Kündigung ist die einseitige Erklärung des Arbeitgebers oder des Arbeitnehmers, dass er das bestehende Arbeitsverhältnis beenden will. Die Vorschriften zur Kündigung sind in erster Linie im BGB und KSchG enthalten. Ergänzend sind in zahlreichen weiteren Gesetzen Kündigungsverbote und -beschränkungen zu beachten (z. B. MuSchG, BErzGG, PflegeZG, BetrVG)

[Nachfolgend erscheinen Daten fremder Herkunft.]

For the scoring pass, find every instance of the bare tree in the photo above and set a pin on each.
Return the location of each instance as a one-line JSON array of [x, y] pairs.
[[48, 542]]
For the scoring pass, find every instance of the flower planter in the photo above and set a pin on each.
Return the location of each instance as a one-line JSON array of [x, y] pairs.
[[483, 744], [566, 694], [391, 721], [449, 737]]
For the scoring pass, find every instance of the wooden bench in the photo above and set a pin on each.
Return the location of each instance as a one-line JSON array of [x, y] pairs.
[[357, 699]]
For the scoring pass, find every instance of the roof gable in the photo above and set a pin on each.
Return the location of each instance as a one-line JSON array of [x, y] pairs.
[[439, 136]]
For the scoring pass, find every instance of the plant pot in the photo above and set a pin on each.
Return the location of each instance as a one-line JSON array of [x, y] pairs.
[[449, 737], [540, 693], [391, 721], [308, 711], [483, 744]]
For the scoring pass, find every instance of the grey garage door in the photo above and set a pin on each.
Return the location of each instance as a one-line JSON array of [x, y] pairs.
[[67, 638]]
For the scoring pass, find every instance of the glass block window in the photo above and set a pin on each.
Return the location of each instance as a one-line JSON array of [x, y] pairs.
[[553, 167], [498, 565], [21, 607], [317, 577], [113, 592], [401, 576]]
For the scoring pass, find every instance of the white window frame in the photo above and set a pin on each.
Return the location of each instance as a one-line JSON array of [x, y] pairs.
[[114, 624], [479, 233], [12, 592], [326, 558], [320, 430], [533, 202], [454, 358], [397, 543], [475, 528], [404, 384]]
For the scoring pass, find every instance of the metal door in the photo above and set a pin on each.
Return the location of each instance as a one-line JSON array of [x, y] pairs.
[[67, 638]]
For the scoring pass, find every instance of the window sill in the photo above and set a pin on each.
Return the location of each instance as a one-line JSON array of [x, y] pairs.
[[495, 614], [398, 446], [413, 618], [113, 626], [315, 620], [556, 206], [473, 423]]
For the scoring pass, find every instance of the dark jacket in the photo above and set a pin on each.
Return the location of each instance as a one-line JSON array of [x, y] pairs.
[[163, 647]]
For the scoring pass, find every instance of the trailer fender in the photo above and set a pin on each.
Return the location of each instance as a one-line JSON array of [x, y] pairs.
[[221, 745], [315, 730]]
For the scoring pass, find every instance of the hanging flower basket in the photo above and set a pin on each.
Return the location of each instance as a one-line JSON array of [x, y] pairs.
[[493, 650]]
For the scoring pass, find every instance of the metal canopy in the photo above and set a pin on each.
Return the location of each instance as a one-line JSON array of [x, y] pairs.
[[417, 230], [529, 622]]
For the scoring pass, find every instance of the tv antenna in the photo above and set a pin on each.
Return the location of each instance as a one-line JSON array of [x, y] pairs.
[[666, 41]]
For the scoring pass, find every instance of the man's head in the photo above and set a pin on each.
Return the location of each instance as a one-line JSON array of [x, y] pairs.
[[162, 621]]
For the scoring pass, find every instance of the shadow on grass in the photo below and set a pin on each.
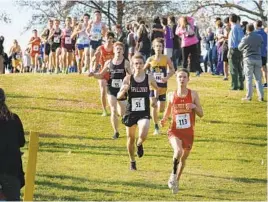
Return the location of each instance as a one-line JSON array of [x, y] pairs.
[[259, 125], [43, 98], [215, 140], [78, 146], [53, 197], [137, 184], [236, 179], [57, 136], [57, 110]]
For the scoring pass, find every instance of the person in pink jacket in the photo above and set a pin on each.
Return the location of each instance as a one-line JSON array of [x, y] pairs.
[[186, 31]]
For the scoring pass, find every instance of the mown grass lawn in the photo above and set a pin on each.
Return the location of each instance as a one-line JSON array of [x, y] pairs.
[[78, 160]]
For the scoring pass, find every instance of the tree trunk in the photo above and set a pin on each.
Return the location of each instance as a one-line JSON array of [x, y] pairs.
[[120, 11], [108, 11]]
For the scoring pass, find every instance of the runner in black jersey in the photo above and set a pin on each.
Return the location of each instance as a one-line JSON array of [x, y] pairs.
[[118, 68], [54, 56], [137, 87]]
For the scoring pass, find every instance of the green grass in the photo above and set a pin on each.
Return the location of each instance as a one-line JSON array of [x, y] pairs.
[[78, 160]]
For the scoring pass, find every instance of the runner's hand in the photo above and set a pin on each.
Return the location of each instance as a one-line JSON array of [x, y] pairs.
[[164, 80], [190, 106], [154, 102], [162, 122]]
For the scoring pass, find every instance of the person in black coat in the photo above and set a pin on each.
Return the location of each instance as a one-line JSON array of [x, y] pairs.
[[11, 139]]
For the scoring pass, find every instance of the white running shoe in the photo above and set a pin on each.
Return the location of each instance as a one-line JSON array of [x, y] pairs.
[[156, 132], [173, 183], [104, 113]]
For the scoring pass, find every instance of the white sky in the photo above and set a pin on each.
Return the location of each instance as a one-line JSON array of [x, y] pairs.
[[19, 18]]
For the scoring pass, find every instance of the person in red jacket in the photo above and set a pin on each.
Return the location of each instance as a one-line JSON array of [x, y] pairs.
[[183, 105]]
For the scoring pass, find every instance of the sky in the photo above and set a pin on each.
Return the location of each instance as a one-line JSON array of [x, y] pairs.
[[14, 30]]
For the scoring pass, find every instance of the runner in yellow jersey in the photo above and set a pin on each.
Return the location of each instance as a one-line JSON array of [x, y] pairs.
[[161, 67]]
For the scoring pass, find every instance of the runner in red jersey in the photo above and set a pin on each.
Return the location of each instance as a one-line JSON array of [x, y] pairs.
[[183, 105]]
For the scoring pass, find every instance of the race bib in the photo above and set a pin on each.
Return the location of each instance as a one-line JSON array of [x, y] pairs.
[[138, 104], [117, 83], [183, 121], [68, 40], [96, 37], [36, 48], [56, 39], [158, 77], [17, 56]]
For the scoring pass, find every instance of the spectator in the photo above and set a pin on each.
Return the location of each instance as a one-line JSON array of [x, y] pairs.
[[143, 43], [2, 69], [234, 55], [225, 48], [11, 139], [251, 48], [260, 31], [189, 41], [168, 38], [176, 42], [122, 37]]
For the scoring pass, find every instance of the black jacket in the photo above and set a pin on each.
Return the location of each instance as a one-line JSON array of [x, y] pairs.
[[11, 139]]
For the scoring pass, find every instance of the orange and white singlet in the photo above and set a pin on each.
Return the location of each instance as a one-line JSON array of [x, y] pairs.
[[183, 120], [105, 56]]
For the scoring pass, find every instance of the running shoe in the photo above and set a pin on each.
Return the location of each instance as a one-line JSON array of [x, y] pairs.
[[140, 150], [116, 136], [173, 183], [133, 165]]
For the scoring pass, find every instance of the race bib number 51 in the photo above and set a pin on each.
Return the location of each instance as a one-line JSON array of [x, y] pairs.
[[68, 40], [117, 83], [158, 77], [183, 121], [138, 104]]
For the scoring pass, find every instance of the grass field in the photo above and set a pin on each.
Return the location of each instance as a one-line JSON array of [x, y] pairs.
[[78, 160]]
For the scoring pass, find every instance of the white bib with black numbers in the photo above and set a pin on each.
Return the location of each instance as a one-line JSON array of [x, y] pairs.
[[36, 48], [117, 83], [158, 77], [138, 104], [18, 56], [57, 39], [68, 40], [183, 121]]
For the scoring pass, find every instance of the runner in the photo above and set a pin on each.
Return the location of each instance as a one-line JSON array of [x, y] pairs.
[[136, 86], [66, 45], [118, 68], [96, 30], [35, 44], [82, 42], [183, 104], [162, 68], [55, 37], [46, 40], [103, 54], [16, 54]]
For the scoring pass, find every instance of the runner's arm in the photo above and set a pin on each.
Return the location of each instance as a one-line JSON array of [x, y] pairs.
[[171, 70], [153, 83], [167, 112], [97, 55], [198, 108], [127, 67], [103, 71], [124, 88], [147, 64]]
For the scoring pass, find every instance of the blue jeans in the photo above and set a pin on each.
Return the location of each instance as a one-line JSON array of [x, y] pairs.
[[253, 68], [10, 187]]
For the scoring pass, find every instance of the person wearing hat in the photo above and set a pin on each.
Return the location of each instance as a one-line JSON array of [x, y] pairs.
[[11, 139]]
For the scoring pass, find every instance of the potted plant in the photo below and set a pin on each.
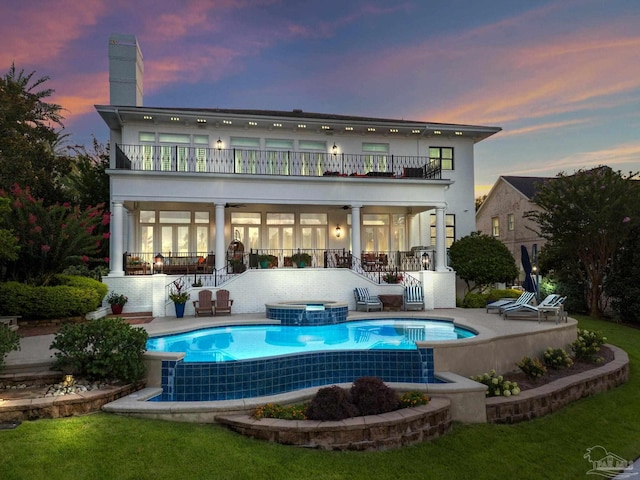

Die Kündigung des Arbeitsverhältnisses eines Arbeitnehmers, der Kündigungsschutz genießt, bedarf eines Kündigungsgrundes. Der Kündigungsgrund braucht in der schriftlichen Kündigungserklärung nicht angeben werden. Wie gewichtig der Kündigungsgrund sein muss, hängt davon ab, auf welche Kündigungsschutzbestimmungen sich der Arbeitnehmer berufen kann.

Auch in Kleinbetrieben, in denen das Kündigungsschutzgesetz keine Anwendung findet, hat der Arbeitgeber ein Mindestmaß an sozialer Rücksichtnahme zu wahren und darf nicht willkürlich unter Verstoß gegen Treu und Glauben kündigen.